Introduction
In just one year, Mexico has made significant strides in transforming the institutional, legal, and operational framework surrounding telecommunications and digital affairs. This transformation has equipped the government with the necessary tools to deploy infrastructure, regulate services, manage spectrum, and exercise satellite and cybersecurity policies.
New Institutions and Legal Framework
The Agency for Digital Transformation and Telecommunications (ATDT) has established its internal regulations, while the new Telecommunications and Broadcasting Law outlines renewed responsibilities for the Executive branch. The autonomous regulatory body has been dissolved, paving the way for the installation of the Telecommunications Regulatory Commission (CRT), directly under the Federal Executive.
Public Capabilities and Digital Deployment
Mexico now possesses a robust framework of public capabilities, which, when properly coordinated, can accelerate broadband coverage and digitalization. The government has state-owned operators (Altán Redes and CFE Telecom) and organizations dedicated to fostering public investment (Promtel) and sector-aligned programs under the National Development Plan 2025-2030. The stage is set for extensive deployment of broadband and digital services.
Challenges Ahead
Despite the established framework, success is not guaranteed. As of 2024, Mexico has made progress with 83.1% of users and 73.6% of households having internet access, and near-universal smartphone usage. However, significant territorial and socioeconomic disparities remain (states like Chiapas, Oaxaca, and Guerrero lag behind, with even entities such as Veracruz and Puebla experiencing setbacks). Addressing these gaps requires targeted, sustained policy intervention.
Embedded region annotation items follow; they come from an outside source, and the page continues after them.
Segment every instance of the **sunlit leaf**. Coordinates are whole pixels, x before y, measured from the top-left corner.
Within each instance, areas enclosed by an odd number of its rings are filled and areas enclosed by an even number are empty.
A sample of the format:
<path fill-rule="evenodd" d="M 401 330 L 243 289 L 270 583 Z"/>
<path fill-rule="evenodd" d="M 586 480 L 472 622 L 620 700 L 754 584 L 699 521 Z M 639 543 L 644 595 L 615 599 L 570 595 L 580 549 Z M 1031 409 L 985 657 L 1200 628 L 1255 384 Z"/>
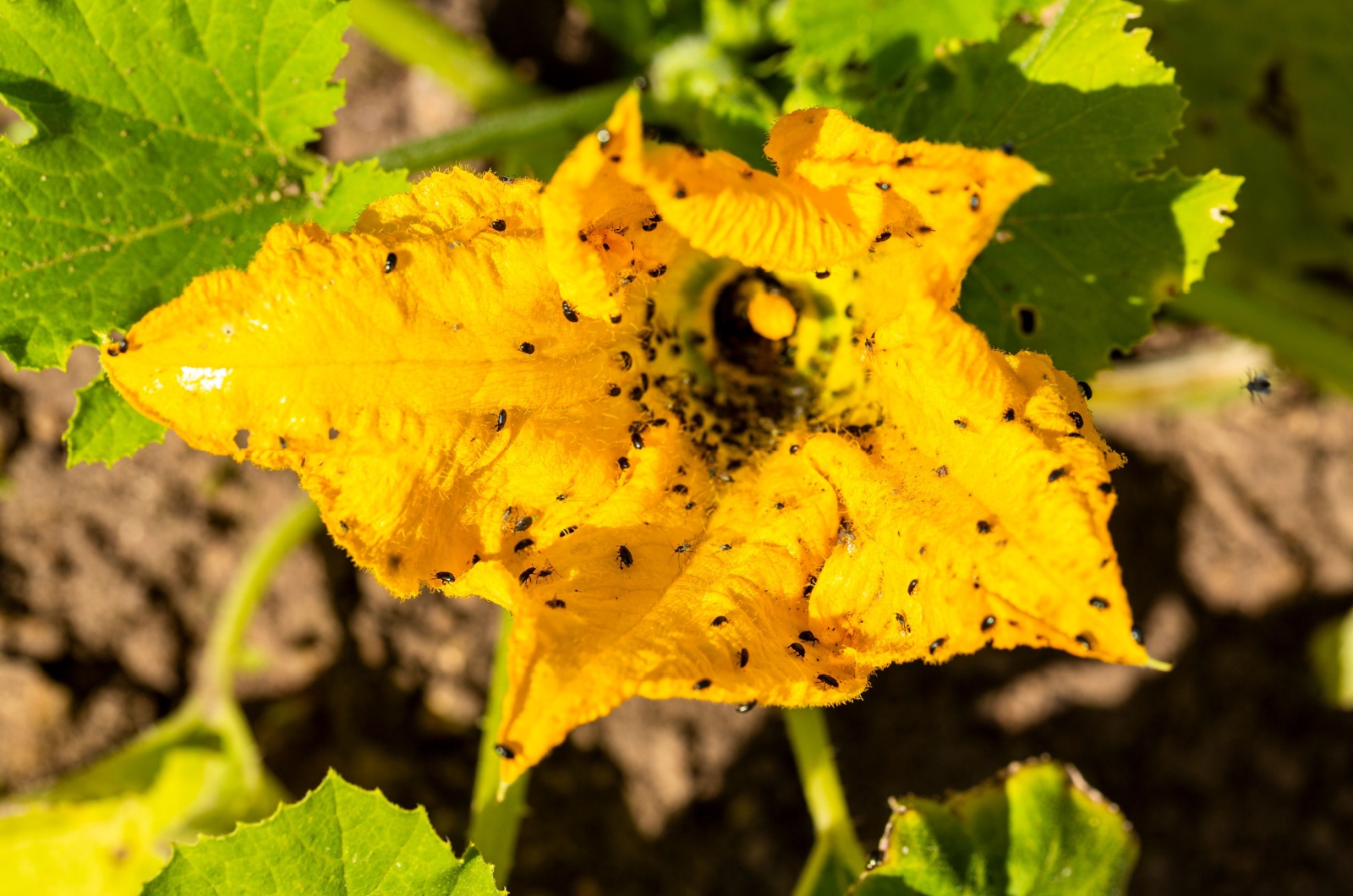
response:
<path fill-rule="evenodd" d="M 1137 836 L 1118 807 L 1057 762 L 1015 763 L 939 801 L 893 801 L 852 896 L 1119 896 Z"/>
<path fill-rule="evenodd" d="M 146 896 L 495 896 L 474 847 L 456 858 L 428 813 L 330 771 L 292 805 L 233 834 L 175 847 Z"/>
Territorial and Socioeconomic Disparities
Failing to tackle these disparities would leave millions without essential services like online education, telemedicine, digitalized administrative tasks, and e-commerce opportunities.
Investment and Private Sector Involvement
While the government has introduced instruments for infrastructure provision, most network investment still comes from the private sector (approximately 70%). Achieving national coverage and technological upgrades (fiber optics, 5G, data centers, AI development) necessitates legal certainty, clear rules, and mechanisms for private capital participation without compromising competition and innovation.
Public Policy Priorities
To convert the framework into tangible results by 2030, three clear priorities must be addressed:
- Measurable Coverage and Quality Goals: Setting specific, measurable targets (e.g., halving the coverage deficit in lagging states by 2028 and achieving minimum broadband levels by 2030) requires transparency in public indicators and key performance metrics.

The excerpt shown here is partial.